By Joshua Gutzmann. Full Text.
For most of us (the Editors of Volume 107 of the Minnesota Law Review), the summer before starting law school was characterized by a global pandemic and a racial reckoning. Like many Americans, we experienced a toxic mix of feelings of isolation, hopelessness, and even anger; and we yearned for the requisite skills and credentials to fight the injustices and inequities all around us. Our 1L year was a roller coaster ride: we experienced the ordinary challenges of the 1L curriculum through our Zoom screens while simultaneously watching a meme-fueled retail investor uprising, an attempted overthrow of a presidential election and attack on our nation’s capitol, the trial of George Floyd’s murderer, and the breakdown of all trust in government on our phones and televisions.
So why, after all these events and out of all the possible topics, did we vote to make legal education the focus of our Symposium? We chose it because we recognize the importance and urgency of legal education reform. We can see how central the education we are receiving is to our ability to respond to these issues—and how central lawyers are to any hope for change. Though we appreciate our dedicated professors and our excellent law school, we recognize that the structure of American legal education is merely preparing us to—as Professor Bennett Capers puts it—make change only on the margins. We recognize that if our system of government and laws is ever going to properly and equitably serve the people it’s supposed to, we need lawyers who are prepared to completely reimagine the system.

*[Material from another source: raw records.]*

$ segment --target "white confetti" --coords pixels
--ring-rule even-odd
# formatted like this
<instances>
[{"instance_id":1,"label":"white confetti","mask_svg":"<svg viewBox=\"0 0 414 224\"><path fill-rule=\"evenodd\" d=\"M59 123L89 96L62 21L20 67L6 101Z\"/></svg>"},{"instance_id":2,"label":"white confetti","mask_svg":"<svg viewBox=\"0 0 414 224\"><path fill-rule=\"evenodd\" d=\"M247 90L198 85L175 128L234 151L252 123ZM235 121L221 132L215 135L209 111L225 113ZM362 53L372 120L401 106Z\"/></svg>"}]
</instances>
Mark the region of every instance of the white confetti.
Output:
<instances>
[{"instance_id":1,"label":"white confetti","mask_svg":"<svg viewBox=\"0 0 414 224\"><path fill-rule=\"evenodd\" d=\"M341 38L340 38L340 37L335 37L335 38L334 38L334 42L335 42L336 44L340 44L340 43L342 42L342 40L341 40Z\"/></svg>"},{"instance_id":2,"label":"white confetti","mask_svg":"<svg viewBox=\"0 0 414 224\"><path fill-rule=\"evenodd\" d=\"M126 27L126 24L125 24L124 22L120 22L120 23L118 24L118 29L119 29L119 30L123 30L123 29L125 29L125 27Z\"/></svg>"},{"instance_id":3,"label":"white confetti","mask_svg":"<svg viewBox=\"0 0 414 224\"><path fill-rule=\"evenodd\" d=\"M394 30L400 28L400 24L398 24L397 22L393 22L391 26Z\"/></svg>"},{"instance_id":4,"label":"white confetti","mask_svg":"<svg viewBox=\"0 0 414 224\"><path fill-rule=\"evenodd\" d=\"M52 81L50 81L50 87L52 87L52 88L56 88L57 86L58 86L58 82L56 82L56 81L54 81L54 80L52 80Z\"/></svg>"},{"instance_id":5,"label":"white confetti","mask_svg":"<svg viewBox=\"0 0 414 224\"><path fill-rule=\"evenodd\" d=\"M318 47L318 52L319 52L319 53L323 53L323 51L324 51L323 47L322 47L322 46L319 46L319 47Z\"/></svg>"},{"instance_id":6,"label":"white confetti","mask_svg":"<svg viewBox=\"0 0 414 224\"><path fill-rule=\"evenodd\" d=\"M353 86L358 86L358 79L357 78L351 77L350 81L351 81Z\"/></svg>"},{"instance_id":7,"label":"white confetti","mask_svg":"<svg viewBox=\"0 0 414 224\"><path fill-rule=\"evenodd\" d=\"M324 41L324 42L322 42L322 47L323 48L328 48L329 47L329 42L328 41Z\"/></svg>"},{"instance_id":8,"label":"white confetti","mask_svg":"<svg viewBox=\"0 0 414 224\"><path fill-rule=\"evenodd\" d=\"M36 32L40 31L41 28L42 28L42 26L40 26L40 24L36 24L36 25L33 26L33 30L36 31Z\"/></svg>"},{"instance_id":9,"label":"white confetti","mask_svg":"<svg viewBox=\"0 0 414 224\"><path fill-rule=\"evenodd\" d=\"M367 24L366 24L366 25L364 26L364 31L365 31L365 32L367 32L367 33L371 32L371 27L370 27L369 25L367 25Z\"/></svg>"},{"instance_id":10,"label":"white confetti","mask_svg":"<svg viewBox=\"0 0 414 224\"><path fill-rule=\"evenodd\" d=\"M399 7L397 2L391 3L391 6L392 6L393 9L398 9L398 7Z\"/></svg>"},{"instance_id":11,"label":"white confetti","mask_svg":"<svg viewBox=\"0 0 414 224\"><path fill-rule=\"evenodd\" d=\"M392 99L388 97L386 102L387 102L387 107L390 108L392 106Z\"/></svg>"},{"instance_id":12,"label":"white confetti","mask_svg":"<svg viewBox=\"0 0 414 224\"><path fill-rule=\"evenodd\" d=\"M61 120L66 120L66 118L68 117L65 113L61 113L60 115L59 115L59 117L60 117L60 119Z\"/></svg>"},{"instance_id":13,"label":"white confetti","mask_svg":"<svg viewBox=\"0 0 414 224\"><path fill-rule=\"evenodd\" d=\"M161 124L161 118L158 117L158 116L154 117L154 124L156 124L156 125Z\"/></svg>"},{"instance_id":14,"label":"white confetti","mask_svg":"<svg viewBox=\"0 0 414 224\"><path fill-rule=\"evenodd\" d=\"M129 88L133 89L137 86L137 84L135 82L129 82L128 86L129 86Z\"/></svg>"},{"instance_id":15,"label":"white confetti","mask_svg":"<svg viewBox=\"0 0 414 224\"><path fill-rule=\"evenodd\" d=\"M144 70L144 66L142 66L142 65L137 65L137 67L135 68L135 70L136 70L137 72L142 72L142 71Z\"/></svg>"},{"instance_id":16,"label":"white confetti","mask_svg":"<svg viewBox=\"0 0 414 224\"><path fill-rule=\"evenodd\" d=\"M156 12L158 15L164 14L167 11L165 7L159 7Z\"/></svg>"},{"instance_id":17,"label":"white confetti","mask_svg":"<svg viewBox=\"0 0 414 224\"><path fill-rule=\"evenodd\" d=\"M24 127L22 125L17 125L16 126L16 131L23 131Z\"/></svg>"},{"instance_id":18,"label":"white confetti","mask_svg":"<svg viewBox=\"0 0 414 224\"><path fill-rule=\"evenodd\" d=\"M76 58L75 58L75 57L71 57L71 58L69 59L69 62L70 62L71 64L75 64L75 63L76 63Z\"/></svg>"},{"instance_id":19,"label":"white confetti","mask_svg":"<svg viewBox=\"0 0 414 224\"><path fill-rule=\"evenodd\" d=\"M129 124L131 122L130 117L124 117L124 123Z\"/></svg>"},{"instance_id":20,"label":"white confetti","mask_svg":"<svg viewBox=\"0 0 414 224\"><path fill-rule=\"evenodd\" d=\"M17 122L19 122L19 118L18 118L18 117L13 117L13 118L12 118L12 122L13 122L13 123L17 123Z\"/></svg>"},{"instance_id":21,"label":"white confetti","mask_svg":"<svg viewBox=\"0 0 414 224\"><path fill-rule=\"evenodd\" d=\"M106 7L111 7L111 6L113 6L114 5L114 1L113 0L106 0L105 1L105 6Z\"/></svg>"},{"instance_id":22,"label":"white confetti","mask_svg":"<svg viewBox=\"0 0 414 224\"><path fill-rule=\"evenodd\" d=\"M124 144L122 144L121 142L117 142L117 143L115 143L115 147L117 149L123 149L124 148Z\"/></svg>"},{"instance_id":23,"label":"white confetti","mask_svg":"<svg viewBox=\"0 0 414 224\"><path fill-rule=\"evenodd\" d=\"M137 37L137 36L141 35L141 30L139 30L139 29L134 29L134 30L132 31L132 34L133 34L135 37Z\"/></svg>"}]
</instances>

And to do that, we need to reimagine legal education. It has been more than 150 years since Christopher Columbus Langdell first brought the case method to the law school classroom, and—though a few changes have been made on the margins, like the addition of skills courses and clinics—the basic foundation of law school remains the same. We need true structural change to break free from the old way of thinking. As Capers argues, we need to see law schools “no longer as a white space (in terms of demographics, or what is taught, or how it is taught), but as a white space (as in a blank page, at once empty and full of possibilities).”
From this vantage, we designed a symposium that would question and re-envision the core pillars of legal education.